Au fil des années, j’ai profité des cours spéciaux de formation dispensés aux surveillants par la Société Watch Tower. En décembre dernier, j’ai assisté à certaines parties du cours de l’École du ministère du Royaume pour les anciens. Le 11 avril suivant, Jean m’a emmené au Mémorial de la mort de Christ, cérémonie qui m’est chère et à laquelle je participe chaque année depuis 1931.
Certains de ceux avec qui j’ai étudié la Bible sont aujourd’hui anciens, d’autres sont missionnaires en Amérique du Sud, d’autres encore sont des grands-parents qui servent Dieu avec leurs enfants. Trois de mes enfants, Mary Jane, John et Jean, ainsi que bon nombre de leurs enfants et petits-enfants, servent fidèlement Jéhovah Dieu. Mon vœu le plus cher est qu’un jour mon autre fille et le reste de mes petits-enfants et arrière-petits-enfants fassent de même.
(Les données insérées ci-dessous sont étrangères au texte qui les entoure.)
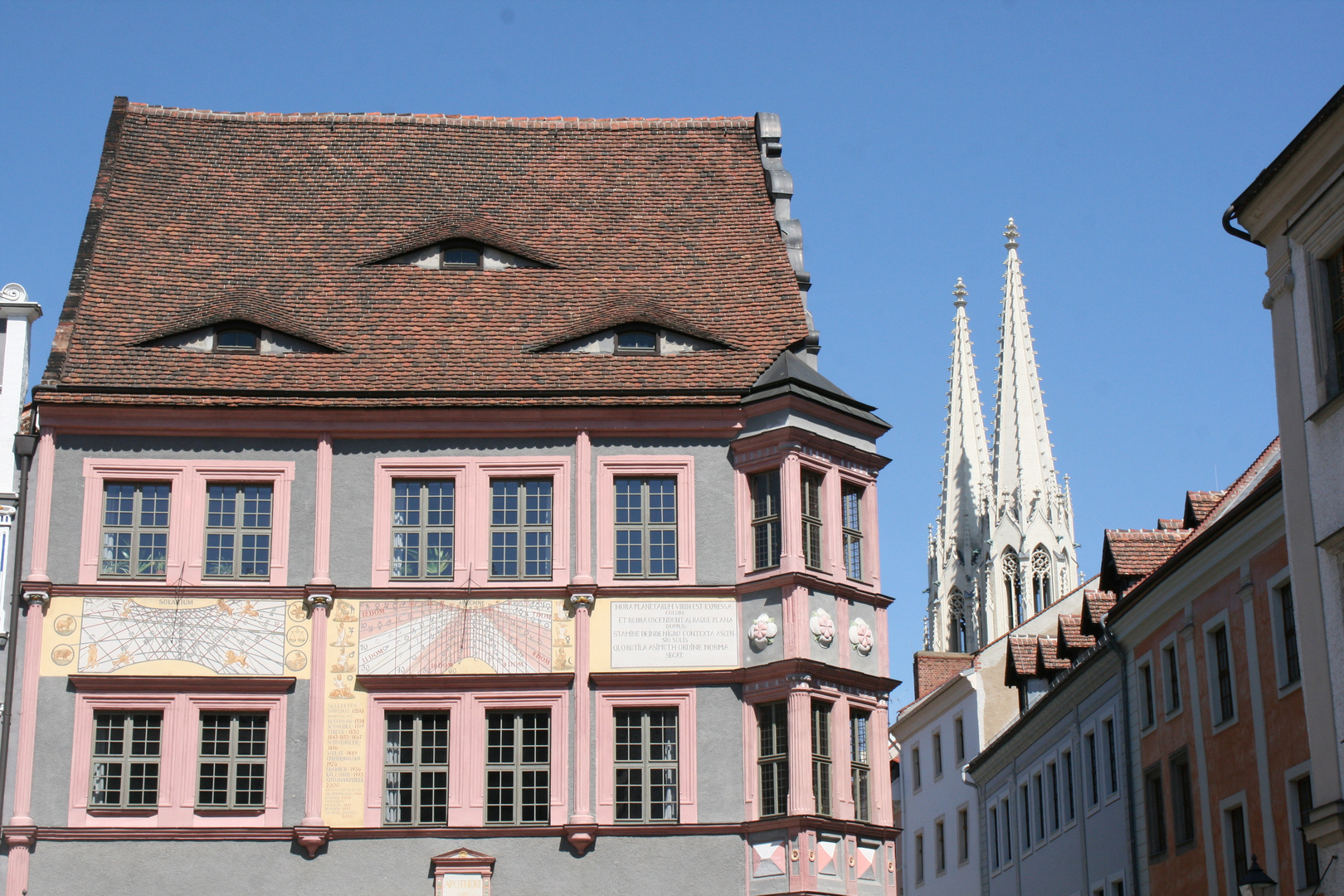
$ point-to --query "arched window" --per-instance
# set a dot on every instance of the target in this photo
(956, 624)
(1040, 577)
(1012, 590)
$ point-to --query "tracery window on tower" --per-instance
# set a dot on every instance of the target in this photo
(1012, 589)
(956, 624)
(1040, 577)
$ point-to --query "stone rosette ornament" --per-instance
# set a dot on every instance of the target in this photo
(763, 629)
(860, 635)
(823, 627)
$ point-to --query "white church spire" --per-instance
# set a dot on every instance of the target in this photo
(1031, 514)
(956, 547)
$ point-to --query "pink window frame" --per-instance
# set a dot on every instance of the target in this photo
(187, 514)
(182, 707)
(472, 516)
(639, 465)
(465, 747)
(683, 700)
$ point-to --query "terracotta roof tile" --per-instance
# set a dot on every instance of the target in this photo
(670, 219)
(1071, 637)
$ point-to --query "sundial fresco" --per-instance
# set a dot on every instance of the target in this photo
(227, 637)
(442, 637)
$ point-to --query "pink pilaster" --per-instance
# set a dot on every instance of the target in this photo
(582, 824)
(42, 505)
(27, 715)
(582, 509)
(323, 511)
(316, 719)
(801, 801)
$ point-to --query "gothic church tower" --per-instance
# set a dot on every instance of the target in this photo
(1004, 543)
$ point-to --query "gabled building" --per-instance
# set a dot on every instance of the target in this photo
(437, 501)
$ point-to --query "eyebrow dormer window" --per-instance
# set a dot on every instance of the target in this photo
(459, 257)
(637, 342)
(236, 340)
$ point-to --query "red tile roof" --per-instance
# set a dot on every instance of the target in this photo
(275, 218)
(1071, 637)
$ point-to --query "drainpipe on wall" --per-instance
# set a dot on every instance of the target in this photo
(24, 446)
(1129, 765)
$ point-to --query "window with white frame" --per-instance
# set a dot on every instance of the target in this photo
(811, 483)
(1171, 677)
(1288, 635)
(773, 758)
(416, 768)
(647, 782)
(127, 750)
(520, 528)
(645, 527)
(765, 519)
(859, 770)
(851, 528)
(422, 528)
(134, 531)
(1220, 652)
(518, 767)
(238, 523)
(821, 757)
(233, 761)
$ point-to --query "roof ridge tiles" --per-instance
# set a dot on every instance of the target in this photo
(442, 119)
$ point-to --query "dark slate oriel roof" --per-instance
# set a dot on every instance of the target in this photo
(280, 217)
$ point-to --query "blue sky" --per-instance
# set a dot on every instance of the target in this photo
(1114, 134)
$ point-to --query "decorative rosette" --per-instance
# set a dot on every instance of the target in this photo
(762, 631)
(823, 627)
(860, 635)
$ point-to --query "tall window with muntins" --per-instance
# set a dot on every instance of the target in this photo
(1040, 578)
(134, 531)
(645, 766)
(1225, 674)
(821, 755)
(645, 528)
(1335, 320)
(1292, 664)
(859, 766)
(233, 761)
(765, 519)
(773, 758)
(238, 531)
(1012, 589)
(520, 528)
(416, 768)
(422, 528)
(1311, 856)
(812, 520)
(518, 767)
(127, 748)
(851, 529)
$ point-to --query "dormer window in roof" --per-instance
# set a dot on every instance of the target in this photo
(637, 342)
(460, 254)
(233, 338)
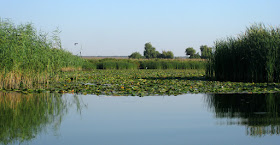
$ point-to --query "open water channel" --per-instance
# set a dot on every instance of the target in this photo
(56, 119)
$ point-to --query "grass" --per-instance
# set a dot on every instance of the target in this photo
(142, 82)
(251, 57)
(29, 58)
(146, 64)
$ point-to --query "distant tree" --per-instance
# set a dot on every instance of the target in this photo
(135, 55)
(150, 51)
(190, 51)
(205, 51)
(167, 54)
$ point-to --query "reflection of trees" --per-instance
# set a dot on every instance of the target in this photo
(23, 116)
(260, 113)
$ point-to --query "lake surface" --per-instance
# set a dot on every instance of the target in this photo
(68, 119)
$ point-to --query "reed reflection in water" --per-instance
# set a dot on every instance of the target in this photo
(24, 116)
(260, 113)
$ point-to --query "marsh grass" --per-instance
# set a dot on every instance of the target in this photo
(251, 57)
(147, 64)
(28, 58)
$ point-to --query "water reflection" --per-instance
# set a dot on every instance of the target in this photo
(24, 116)
(260, 113)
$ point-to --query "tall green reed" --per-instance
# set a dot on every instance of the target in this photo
(27, 55)
(251, 57)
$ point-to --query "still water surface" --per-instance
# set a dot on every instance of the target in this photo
(165, 120)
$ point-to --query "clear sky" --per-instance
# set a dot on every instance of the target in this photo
(120, 27)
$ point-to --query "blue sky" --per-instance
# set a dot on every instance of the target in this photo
(120, 27)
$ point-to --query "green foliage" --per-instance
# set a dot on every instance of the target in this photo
(147, 64)
(135, 55)
(167, 55)
(26, 52)
(171, 64)
(253, 56)
(191, 52)
(206, 51)
(150, 51)
(195, 56)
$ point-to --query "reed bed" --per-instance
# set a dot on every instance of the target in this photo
(29, 58)
(251, 57)
(146, 64)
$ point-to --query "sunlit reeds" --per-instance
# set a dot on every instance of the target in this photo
(251, 57)
(147, 64)
(28, 57)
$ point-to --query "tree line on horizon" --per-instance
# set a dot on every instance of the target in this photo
(150, 52)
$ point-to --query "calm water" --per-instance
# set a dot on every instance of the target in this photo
(165, 120)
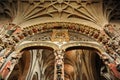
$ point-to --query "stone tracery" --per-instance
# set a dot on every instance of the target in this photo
(72, 31)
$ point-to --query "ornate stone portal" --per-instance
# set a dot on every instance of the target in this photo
(60, 40)
(58, 44)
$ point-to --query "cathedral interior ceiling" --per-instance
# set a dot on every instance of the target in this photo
(78, 20)
(88, 12)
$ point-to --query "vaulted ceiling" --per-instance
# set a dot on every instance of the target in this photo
(95, 13)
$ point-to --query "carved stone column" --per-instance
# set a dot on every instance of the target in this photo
(59, 65)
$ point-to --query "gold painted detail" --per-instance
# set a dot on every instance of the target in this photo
(60, 35)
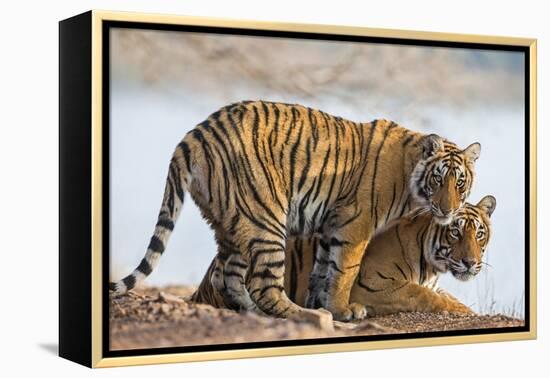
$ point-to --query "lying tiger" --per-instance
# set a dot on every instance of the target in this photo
(401, 267)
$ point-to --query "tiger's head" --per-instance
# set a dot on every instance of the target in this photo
(460, 245)
(442, 179)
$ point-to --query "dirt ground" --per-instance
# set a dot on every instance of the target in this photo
(152, 318)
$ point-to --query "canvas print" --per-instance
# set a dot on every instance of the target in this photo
(290, 189)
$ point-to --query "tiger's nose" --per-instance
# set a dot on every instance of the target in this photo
(468, 262)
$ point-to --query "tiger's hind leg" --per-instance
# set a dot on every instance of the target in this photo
(266, 276)
(317, 289)
(229, 279)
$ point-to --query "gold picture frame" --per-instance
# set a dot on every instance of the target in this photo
(82, 102)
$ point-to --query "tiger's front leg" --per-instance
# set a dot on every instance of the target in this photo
(347, 245)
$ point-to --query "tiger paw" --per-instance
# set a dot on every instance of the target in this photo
(353, 311)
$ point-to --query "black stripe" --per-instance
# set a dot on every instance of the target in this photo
(265, 274)
(165, 223)
(144, 267)
(186, 154)
(401, 270)
(384, 277)
(129, 281)
(367, 288)
(156, 244)
(269, 287)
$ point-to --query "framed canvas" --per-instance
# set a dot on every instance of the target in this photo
(335, 188)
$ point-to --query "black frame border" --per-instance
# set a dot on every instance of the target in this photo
(107, 25)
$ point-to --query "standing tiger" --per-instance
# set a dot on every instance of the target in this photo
(401, 266)
(261, 172)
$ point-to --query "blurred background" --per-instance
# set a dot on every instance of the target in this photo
(164, 83)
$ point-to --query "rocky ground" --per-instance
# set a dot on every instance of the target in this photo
(152, 318)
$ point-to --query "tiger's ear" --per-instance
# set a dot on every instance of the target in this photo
(487, 204)
(431, 144)
(471, 153)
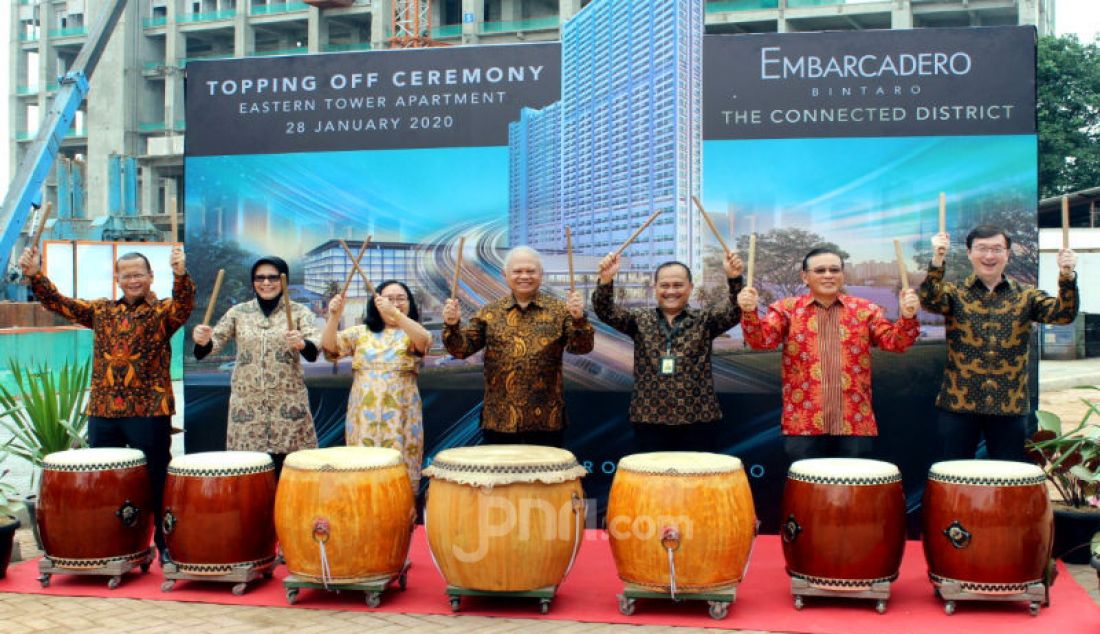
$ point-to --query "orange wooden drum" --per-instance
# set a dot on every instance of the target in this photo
(95, 506)
(505, 517)
(344, 514)
(696, 504)
(843, 522)
(987, 524)
(219, 511)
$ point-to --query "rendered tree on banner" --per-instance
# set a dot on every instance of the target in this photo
(779, 260)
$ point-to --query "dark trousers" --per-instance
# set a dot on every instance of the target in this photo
(545, 438)
(152, 435)
(693, 437)
(826, 446)
(1004, 436)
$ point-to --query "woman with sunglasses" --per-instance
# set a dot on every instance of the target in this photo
(386, 350)
(268, 406)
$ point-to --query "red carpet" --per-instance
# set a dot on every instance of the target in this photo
(763, 600)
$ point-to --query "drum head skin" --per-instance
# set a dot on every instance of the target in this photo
(343, 459)
(987, 472)
(680, 463)
(496, 465)
(94, 459)
(221, 463)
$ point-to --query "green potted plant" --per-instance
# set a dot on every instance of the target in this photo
(1071, 462)
(45, 414)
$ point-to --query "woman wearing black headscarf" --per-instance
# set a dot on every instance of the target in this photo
(268, 406)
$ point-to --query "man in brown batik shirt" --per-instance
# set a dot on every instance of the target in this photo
(524, 335)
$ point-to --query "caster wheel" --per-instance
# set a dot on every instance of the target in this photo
(718, 610)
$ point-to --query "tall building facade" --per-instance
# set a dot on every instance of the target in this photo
(135, 107)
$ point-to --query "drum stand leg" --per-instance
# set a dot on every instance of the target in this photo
(543, 594)
(1035, 594)
(114, 568)
(240, 575)
(718, 599)
(877, 590)
(372, 589)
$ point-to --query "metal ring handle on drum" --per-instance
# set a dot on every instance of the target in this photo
(957, 535)
(791, 529)
(168, 522)
(128, 513)
(579, 510)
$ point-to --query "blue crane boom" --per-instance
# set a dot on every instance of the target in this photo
(32, 171)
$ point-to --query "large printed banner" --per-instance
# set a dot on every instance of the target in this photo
(804, 139)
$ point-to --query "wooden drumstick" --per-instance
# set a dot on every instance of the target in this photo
(751, 262)
(354, 266)
(901, 264)
(1065, 222)
(710, 223)
(569, 254)
(175, 220)
(42, 223)
(458, 268)
(286, 302)
(637, 232)
(213, 296)
(943, 212)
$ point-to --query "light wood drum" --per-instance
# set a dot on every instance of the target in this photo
(505, 517)
(219, 511)
(695, 505)
(987, 524)
(843, 522)
(95, 506)
(344, 514)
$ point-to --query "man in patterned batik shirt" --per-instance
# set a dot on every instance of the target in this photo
(524, 335)
(988, 318)
(673, 406)
(131, 403)
(827, 337)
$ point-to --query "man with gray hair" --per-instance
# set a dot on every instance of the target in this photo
(524, 335)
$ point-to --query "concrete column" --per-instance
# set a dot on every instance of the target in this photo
(476, 9)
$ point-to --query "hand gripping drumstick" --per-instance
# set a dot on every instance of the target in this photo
(710, 223)
(637, 232)
(213, 297)
(458, 268)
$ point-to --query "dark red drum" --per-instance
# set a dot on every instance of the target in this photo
(843, 522)
(95, 506)
(987, 524)
(219, 511)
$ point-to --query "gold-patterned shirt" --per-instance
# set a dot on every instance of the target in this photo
(131, 368)
(988, 332)
(524, 389)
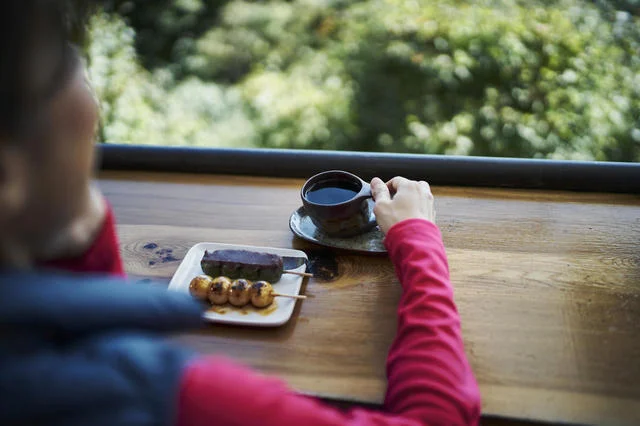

J’ai maintenant 105 ans. J’encourage néanmoins chacun à étudier la Bible et à parler autour de lui de ce qu’il apprend. En effet, j’en suis convaincu, en restant proche de Jéhovah vous ne serez jamais déçu. Alors vous aussi vous pourrez trouver mieux que de l’or, matière périssable : vous trouverez la vérité, qui permet de nouer une relation précieuse avec l’Auteur de la vie, Jéhovah Dieu.
[Note]
a Une biographie de Sam Friend a paru dans notre numéro du 1er août 1986, pages 22-6.
[Illustration, page 25]
Quand j’étais chauffeur de tramway.
[Illustration, page 26]
À la maison de retraite où je vis maintenant.
[Illustration, page 27]
Le panneau que nous avons trouvé en 1989.